PLEASE NOTE: THE DATE FOR THIS EVENT HAS CHANGED.
Crawford School of Public Policy

Event details

Public Lecture

Date & time

Wednesday 11 December 2013
5.30pm–6.30pm

Venue

Molonglo Theatre, Level 2, JG Crawford Building 132, Lennox Crossing, ANU

Speaker

Professor Deirdre McCloskey, Distinguished Professor of Economics, History, English and Communication, University of Illinois at Chicago.

Contacts

Yanhong Ouyang
6125 4387

The big economic story of our times is not the Great Recession. It is how China and India began to embrace neoliberal ideas of economics and attributed a sense of dignity and liberty to the bourgeoisie they had denied for so long. The result was an explosion in economic growth and proof that economic change depends less on foreign trade, investment, or material causes, and a whole lot more on ideas and what people believe.

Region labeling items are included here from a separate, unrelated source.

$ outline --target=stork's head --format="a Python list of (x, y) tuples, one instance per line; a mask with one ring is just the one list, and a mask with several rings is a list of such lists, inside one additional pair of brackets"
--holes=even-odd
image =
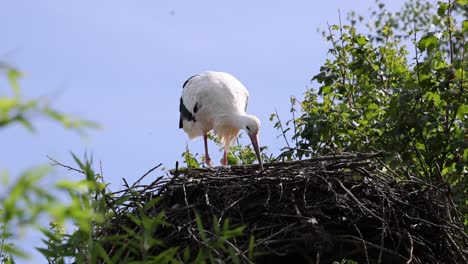
[(258, 163), (260, 164), (260, 170), (263, 170), (262, 156), (260, 154), (260, 147), (258, 144), (258, 131), (260, 130), (260, 120), (253, 115), (245, 115), (242, 120), (242, 129), (244, 129), (252, 141), (255, 154), (257, 155)]

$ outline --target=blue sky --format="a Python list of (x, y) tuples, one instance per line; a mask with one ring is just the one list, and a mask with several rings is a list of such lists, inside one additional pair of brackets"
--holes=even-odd
[[(390, 9), (402, 2), (391, 1)], [(263, 124), (260, 144), (278, 154), (284, 143), (268, 119), (276, 108), (287, 120), (289, 96), (302, 98), (311, 87), (329, 48), (317, 29), (337, 24), (338, 9), (342, 17), (366, 14), (373, 3), (3, 1), (0, 61), (25, 73), (24, 94), (103, 129), (83, 138), (39, 117), (35, 134), (3, 129), (0, 170), (14, 177), (48, 163), (47, 155), (73, 165), (71, 151), (88, 152), (116, 190), (122, 178), (133, 182), (159, 163), (172, 168), (187, 143), (201, 154), (203, 141), (178, 129), (178, 108), (184, 81), (205, 70), (229, 72), (249, 89), (248, 112)], [(0, 93), (7, 89), (0, 77)], [(222, 153), (210, 149), (219, 164)], [(51, 177), (78, 176), (57, 168)]]

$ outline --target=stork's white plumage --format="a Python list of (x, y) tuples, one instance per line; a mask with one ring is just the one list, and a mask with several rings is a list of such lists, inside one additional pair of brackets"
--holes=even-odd
[(262, 158), (258, 145), (260, 120), (247, 114), (249, 92), (234, 76), (224, 72), (207, 71), (192, 76), (183, 85), (180, 98), (179, 128), (191, 139), (203, 136), (205, 162), (212, 166), (208, 154), (207, 133), (214, 130), (224, 145), (222, 164), (227, 165), (227, 153), (233, 141), (244, 129), (257, 155), (260, 169)]

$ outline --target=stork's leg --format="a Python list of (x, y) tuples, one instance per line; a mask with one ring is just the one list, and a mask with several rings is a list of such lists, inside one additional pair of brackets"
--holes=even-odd
[(224, 154), (223, 154), (223, 160), (221, 161), (221, 163), (223, 164), (223, 166), (227, 166), (228, 165), (228, 160), (227, 160), (227, 154), (229, 152), (229, 144), (224, 144)]
[(206, 133), (203, 134), (203, 141), (205, 143), (205, 163), (211, 168), (213, 167), (213, 164), (211, 163), (210, 155), (208, 154), (208, 137)]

In this talk Deirdre McCloskey, Distinguished Professor of Economics, History, English, and Communication at the University of Illinois at Chicago, will link culture, ethics and rhetoric with entrepreneurship and economic development.

Deirdre McCloskey is an economist, historian, and rhetorician who has written 16 books and around 400 scholarly pieces on topics ranging from technical economics and statistics to transgender advocacy and ethics. She is known as a ‘conservative’ economist, but says she is “a literary, quantitative, postmodern, free-market, progressive Episcopalian, Midwestern woman from Boston who was once a man. Not ‘conservative’! I’m a Christian libertarian.”

Her latest book, Bourgeois Dignity: Why Economics Can’t Explain the Modern World, argues that an ideological change, rather than saving or exploitation, is what made us rich.